L’analisi di AlmaLaurea mostra che la sottorappresentazione femminile non riguarda tutte le aree universitarie allo stesso modo. Le ragazze continuano a scegliere prevalentemente percorsi legati all’educazione, alle lingue, alle professioni sociali e umanistiche, mentre risultano molto meno presenti nei corsi di informatica, tecnologie digitali e ingegneria. Nei percorsi ICT, ad esempio, le donne rappresentano meno di una studentessa su sei, mentre nell’ingegneria industriale e dell’informazione non raggiungono il 26%.

Si tratta di una tendenza che resiste da anni nonostante le campagne di orientamento, gli investimenti pubblici e la crescente richiesta di professionisti qualificati da parte delle imprese.

La domanda di competenze cresce più rapidamente delle iscrizioni

La questione assume un valore strategico per l’intera economia europea. Le imprese segnalano una crescente necessità di figure specializzate nei settori dell’intelligenza artificiale, della cybersecurity, della transizione energetica, della robotica e dell’industria avanzata.

Per questo motivo l’Unione europea ha adottato nel 2025 un Piano strategico per l’educazione STEM, con l’obiettivo di rafforzare le competenze scientifiche e aumentare la partecipazione femminile nei percorsi tecnico-scientifici.

Tra le iniziative sostenute da Bruxelles figura Girls Go STEM, programma rivolto alle ragazze tra i 14 e i 19 anni che combina laboratori pratici, attività di mentoring e incontri con professioniste del settore. L’obiettivo è contrastare gli stereotipi che ancora influenzano le scelte scolastiche e professionali.

Gli stereotipi continuano a pesare

Secondo il rapporto europeo sulla promozione delle STEM nelle scuole pubblicato nel 2026, molti Paesi continuano ad affidarsi a progetti isolati e di breve durata, mentre risultano meno diffuse strategie strutturali di lungo periodo.

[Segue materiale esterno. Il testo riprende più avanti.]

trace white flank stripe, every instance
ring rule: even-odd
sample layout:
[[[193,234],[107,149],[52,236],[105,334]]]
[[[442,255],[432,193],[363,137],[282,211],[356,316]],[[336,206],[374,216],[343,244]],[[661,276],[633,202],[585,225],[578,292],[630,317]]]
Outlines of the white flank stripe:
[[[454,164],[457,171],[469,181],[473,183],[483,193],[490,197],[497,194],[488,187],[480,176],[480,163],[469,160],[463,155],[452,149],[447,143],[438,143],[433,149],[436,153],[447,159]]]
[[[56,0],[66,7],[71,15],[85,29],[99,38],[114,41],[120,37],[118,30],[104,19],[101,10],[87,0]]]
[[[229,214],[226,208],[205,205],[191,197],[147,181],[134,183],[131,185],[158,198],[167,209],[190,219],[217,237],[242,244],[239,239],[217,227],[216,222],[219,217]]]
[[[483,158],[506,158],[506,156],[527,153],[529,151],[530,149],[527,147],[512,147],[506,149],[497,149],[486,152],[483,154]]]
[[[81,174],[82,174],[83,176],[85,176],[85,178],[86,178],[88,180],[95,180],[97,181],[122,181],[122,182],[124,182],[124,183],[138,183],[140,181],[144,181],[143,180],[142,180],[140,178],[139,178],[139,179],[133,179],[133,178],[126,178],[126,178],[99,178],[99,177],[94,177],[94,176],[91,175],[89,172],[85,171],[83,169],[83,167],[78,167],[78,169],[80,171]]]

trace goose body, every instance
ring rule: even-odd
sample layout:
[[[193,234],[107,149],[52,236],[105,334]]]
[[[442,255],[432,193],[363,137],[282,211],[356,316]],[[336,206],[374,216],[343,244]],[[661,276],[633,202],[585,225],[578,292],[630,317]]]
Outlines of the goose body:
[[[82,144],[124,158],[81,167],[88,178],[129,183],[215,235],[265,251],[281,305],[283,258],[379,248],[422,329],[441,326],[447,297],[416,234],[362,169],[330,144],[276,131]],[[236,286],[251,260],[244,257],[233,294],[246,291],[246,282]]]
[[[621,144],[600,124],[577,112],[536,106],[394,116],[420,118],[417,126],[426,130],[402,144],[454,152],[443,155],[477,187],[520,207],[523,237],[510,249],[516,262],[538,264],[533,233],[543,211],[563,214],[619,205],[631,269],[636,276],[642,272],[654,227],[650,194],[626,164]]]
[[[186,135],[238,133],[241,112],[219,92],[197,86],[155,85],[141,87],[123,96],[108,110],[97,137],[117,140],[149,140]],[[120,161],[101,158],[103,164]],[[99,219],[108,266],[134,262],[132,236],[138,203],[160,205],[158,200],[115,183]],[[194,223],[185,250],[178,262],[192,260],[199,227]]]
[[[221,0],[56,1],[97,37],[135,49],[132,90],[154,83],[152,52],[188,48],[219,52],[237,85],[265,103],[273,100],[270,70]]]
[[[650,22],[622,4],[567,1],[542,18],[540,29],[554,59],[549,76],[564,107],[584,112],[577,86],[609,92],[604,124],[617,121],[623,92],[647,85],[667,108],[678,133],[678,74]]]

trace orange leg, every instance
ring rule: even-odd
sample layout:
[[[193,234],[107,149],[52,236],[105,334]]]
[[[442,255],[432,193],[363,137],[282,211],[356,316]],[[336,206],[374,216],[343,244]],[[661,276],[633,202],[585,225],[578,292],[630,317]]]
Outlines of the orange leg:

Le esperienze considerate più efficaci sono quelle che permettono alle studentesse di confrontarsi direttamente con modelli femminili di successo e di sperimentare attività concrete legate a problemi reali. In Francia, ad esempio, il progetto Elles Bougent mette in contatto studentesse e ingegnere attraverso incontri e visite aziendali. In Austria il MINT Girls Challenge coinvolge migliaia di ragazze nella realizzazione di progetti scientifici e tecnologici.

Non è una questione di risultati scolastici

I dati raccolti negli ultimi anni da AlmaLaurea mostrano che il problema non riguarda il rendimento accademico. Le studentesse che scelgono percorsi STEM ottengono risultati spesso superiori a quelli dei colleghi uomini, partecipano più frequentemente a tirocini formativi e manifestano una forte motivazione culturale verso gli studi intrapresi.

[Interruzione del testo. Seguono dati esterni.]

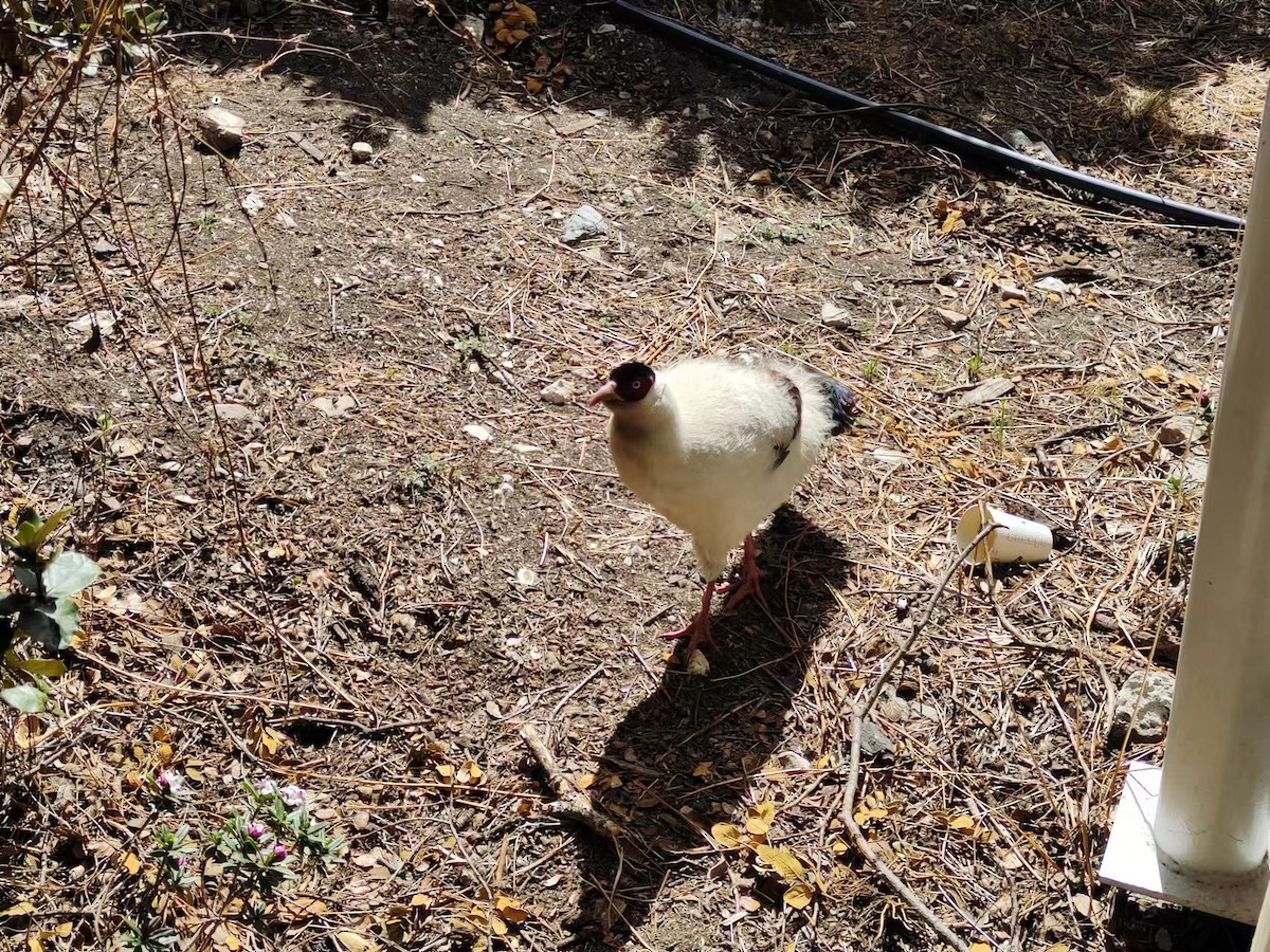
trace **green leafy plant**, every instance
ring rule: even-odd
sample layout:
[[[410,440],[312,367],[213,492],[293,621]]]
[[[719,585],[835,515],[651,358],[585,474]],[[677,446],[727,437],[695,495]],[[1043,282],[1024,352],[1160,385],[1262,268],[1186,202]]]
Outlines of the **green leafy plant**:
[[[975,350],[965,362],[965,372],[972,381],[979,380],[979,371],[983,369],[983,354]]]
[[[165,770],[152,781],[173,797],[185,796],[180,774]],[[116,933],[116,947],[137,952],[163,952],[178,944],[174,909],[217,908],[232,904],[262,935],[277,935],[286,927],[277,916],[288,885],[320,877],[343,862],[344,838],[333,835],[309,812],[309,793],[295,784],[273,781],[243,783],[244,801],[220,826],[154,831],[150,862],[144,873],[144,900],[135,919]],[[218,871],[208,873],[212,861]],[[170,901],[179,896],[179,901]]]
[[[39,713],[48,703],[48,680],[66,673],[56,658],[20,658],[15,649],[33,641],[47,651],[70,647],[79,631],[75,595],[102,574],[97,562],[61,548],[46,556],[46,546],[66,522],[70,509],[41,519],[24,509],[11,536],[0,547],[13,560],[14,590],[0,594],[0,701],[27,713]]]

Nonostante ciò, la loro presenza resta inferiore e, una volta entrate nel mercato del lavoro, continuano a registrarsi differenze nelle opportunità professionali e nelle prospettive di carriera. Diverse analisi di AlmaLaurea evidenziano inoltre che i divari occupazionali e retributivi tendono ad ampliarsi nel corso della vita lavorativa, soprattutto in presenza di carichi familiari.

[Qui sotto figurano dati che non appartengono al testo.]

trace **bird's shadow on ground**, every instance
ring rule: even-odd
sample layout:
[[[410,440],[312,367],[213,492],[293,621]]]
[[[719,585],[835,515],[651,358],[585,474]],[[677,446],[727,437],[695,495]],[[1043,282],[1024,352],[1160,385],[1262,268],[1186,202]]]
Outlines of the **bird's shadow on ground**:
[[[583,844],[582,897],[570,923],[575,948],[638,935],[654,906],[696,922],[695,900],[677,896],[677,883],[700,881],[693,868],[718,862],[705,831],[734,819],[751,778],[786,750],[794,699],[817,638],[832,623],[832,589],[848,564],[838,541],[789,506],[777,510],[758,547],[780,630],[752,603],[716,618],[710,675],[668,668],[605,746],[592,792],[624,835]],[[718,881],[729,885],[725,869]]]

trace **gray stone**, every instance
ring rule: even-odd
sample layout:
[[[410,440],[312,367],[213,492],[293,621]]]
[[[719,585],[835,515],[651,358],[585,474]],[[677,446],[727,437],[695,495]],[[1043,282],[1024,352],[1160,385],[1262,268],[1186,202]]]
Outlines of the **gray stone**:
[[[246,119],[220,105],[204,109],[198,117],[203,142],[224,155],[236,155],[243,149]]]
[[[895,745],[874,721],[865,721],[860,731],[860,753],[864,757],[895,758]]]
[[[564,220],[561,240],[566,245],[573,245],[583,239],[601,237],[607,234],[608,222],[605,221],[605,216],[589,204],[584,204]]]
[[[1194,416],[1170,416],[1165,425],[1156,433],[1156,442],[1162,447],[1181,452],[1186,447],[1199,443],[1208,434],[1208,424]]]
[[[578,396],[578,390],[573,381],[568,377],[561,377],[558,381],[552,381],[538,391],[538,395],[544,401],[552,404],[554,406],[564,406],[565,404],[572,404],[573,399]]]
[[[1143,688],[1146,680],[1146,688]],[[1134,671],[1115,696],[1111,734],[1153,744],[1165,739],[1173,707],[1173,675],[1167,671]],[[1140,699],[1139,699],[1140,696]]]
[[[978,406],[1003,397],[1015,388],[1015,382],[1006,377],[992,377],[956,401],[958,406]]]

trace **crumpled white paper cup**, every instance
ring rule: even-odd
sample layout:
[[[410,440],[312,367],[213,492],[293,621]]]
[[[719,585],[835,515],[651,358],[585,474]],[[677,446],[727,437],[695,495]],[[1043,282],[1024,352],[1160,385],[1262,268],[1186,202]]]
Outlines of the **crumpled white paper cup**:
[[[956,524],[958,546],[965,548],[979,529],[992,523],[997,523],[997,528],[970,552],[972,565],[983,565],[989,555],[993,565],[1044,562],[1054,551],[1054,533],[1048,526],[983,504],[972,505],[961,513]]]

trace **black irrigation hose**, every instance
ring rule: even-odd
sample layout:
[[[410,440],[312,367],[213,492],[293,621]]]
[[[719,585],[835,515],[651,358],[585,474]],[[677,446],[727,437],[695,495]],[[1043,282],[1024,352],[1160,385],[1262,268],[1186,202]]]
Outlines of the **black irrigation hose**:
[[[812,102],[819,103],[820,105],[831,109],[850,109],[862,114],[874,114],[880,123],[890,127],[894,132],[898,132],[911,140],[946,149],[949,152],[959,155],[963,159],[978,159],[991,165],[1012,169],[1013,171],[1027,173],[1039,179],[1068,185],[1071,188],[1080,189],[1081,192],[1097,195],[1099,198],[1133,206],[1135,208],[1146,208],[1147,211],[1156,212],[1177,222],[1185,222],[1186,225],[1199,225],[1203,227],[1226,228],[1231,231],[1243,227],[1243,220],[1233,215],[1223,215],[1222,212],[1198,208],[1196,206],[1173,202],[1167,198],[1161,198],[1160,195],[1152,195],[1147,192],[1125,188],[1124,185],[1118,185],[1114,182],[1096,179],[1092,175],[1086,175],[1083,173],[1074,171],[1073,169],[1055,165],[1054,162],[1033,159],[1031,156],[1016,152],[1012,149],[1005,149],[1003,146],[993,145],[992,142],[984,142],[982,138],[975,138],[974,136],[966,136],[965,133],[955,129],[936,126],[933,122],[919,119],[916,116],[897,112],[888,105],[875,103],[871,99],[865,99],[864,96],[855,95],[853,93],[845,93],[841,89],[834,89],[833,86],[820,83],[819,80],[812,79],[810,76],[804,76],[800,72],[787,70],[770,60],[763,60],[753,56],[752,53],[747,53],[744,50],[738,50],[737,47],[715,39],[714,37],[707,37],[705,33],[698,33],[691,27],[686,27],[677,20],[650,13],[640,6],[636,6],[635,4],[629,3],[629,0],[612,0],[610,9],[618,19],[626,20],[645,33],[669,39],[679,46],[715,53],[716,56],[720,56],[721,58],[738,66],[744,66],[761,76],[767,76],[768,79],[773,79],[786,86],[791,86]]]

La sfida parte dalle scuole

Per gli esperti di istruzione il contrasto al divario di genere nelle discipline scientifiche non può essere affrontato soltanto all’università. Le scelte formative maturano infatti già durante la scuola secondaria, quando stereotipi culturali e aspettative sociali possono influenzare la percezione delle proprie capacità.

La Commissione europea sottolinea che l’aumento della partecipazione femminile alle STEM richiede un intervento coordinato che coinvolga scuole, università, imprese e istituzioni. In gioco non c’è soltanto la parità di genere, ma anche la capacità dell’Europa di rispondere alla crescente domanda di competenze scientifiche e tecnologiche nei prossimi anni.